In order to deal with decoding speech, materials writers need to reverse the order of work. We must find or create the audio first, and then write the lesson around it afterwards, based on listening very closely to the precise sound substance of our piece of audio. By working with pre-existing audio, authors also have the opportunity to micro-edit the sound files to highlight specific features of the sound substance. It is this exciting possibility which I want to focus on in this post, and in particular, the two types of audio-edit mentioned in the title.

An acoustic drill is a multiple repetition of a small fragment of audio which is likely to be of difficulty. For instance, you cut the following segment out of your audio:

... it was kind of like, you know, sort of like...

You then copy and paste it several times over into a new audio file. You may also make a slowed down version of it. The effect of hearing a small snippet like this in close repetition is odd. It is somehow mesmeric, automatically focusing the listeners attention to the quality of the sound substance. This is something we don’t normally do in native listening – the sound substance goes in the ear, but the mind focuses on the meaning and not the sound. But for those of us who are learning listening, we must focus on the sound sometimes. Acoustic drills are particularly useful for snippets of language which are typical of natural speech, such as the vague language in the example above.

An audio concordance is an audio consisting of multiple instances of the same feature from many different source audios.

... for sort of the presentation...

... lots of nice sort of pockets of ...

... people are sort of crowding round it...
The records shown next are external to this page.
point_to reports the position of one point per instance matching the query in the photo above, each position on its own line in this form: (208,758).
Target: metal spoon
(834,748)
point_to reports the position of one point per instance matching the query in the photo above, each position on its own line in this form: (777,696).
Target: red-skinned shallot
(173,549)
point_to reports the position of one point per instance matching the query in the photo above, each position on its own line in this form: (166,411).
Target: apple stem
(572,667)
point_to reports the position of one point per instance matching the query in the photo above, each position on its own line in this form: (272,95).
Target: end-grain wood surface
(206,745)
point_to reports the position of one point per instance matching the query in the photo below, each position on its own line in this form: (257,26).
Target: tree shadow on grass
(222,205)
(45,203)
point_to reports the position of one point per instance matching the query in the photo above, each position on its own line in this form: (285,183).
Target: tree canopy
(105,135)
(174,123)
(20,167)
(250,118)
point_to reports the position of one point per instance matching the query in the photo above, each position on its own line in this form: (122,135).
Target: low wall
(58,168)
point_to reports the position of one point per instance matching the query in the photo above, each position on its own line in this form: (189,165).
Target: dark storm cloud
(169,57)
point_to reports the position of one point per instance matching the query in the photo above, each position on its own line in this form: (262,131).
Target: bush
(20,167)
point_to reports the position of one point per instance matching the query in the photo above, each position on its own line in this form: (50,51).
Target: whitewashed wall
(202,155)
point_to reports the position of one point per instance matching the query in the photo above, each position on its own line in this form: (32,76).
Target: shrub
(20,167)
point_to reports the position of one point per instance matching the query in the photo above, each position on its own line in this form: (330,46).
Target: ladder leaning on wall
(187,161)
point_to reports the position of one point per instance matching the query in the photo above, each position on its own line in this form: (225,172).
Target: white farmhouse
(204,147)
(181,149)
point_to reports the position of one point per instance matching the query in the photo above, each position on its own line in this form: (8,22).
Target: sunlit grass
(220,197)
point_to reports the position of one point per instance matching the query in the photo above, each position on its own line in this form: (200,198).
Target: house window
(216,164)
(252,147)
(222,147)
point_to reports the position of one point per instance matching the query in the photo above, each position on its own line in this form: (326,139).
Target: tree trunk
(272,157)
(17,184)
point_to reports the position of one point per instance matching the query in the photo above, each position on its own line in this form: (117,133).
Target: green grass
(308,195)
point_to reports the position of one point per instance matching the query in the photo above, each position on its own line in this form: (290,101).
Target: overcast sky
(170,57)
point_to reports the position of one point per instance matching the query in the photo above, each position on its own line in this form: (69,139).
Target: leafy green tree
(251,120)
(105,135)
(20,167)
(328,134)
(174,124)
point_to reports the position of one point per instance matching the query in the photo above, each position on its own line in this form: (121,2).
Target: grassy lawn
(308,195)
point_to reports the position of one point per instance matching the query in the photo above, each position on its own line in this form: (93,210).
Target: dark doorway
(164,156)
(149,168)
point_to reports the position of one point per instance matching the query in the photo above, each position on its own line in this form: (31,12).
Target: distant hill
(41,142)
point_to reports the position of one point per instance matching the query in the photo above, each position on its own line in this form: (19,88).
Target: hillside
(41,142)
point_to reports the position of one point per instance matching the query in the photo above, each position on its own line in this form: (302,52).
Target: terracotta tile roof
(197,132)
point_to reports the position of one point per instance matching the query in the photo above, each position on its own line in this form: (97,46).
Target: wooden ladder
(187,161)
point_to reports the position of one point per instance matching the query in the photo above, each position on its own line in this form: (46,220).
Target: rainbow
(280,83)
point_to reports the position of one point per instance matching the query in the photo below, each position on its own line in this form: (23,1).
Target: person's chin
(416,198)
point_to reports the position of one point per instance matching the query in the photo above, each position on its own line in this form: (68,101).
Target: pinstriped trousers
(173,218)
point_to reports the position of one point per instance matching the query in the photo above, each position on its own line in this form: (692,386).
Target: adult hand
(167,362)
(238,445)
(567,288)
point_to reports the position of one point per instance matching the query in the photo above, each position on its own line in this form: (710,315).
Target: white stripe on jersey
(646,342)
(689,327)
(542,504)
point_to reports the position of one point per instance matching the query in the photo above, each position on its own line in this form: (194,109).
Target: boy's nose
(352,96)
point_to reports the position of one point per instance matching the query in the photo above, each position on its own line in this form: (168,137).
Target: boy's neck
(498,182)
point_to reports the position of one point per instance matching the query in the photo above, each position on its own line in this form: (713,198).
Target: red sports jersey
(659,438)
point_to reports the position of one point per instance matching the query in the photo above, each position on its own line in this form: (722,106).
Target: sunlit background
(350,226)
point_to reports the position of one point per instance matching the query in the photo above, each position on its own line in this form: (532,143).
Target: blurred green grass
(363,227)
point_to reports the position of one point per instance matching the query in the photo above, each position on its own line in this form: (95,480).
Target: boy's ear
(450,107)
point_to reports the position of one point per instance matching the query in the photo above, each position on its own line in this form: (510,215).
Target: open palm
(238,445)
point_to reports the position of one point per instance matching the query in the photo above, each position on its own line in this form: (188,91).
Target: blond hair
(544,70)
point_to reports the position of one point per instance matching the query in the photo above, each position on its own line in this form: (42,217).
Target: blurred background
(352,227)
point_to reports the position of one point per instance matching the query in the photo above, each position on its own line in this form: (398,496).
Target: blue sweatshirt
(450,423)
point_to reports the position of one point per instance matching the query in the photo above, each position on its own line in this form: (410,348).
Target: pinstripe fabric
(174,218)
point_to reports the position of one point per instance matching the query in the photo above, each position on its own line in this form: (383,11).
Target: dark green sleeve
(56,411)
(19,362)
... and we tend to sort of queue up...


Here, we see the very common spoken discourse marker sort of, said by many different speakers, with a little bit of the co-text before and after. Discourse markers like this are very often pronounced very weakly, in a throw-away manner. This makes them difficult to hear. The learner realises there’s something there which they’ve missed, leading to anxiety which is unnecessary – the discourse marker is not essential to the meaning of what the speaker is saying. The audio concordance can help to make this piece of unfamiliar noise in the sound substance more familiar so that the learner listener does not get hung up about it. Check out a useful post on micro-listening and audio concordances from Mura Nava here.

Hi Mark Thanks for the post. I have found audipo listening app [] great for looping audio which is analagous to your audio drills; and videogrep [] is good for audio concordances (which I think falls under John Field's category of micro-listenings) There are a number of options now available for speech corpora [] I was wondering if you knew of any researchers in this area such as Phoebe M.S. Lin [ ta mura
Many thanks for these useful links Mura. I'm including your micro-listening post into the post above. Annie and I did it the hard way, manually, and that has benefits too, if what you're doing is pedagogical invention rather than linguistic research. I'll keep on the lookout for more research articles on prosody of formulaic language.

Hello Mark.Thank you for sharing your article. I couldn't agree more with the point you make. Sometimes,itis funny to listen to the recordings that accompany some texts. The authors include the key to the tones they mean to illustrate but the audio does not coincide with the scripted dialogues. In that case, the listener/reader has to take the extra trouble of decoding the audio before delivering it to a less learned audience. It is hard. Cheers, Stella
Hi Stella Do you mean the tone doesn't seem to match the audio in intonation manuals? A lot of teachers complain that they can't actually hear the intonation. One problem may be that a fall-rise often has a lot of fall and only the slightest hint of a rise, nothing more than a slight flick in the tail; something you intuit more than hear. I think acoustic drills help with this - the repetition becomes more than the sum of its parts, somehow.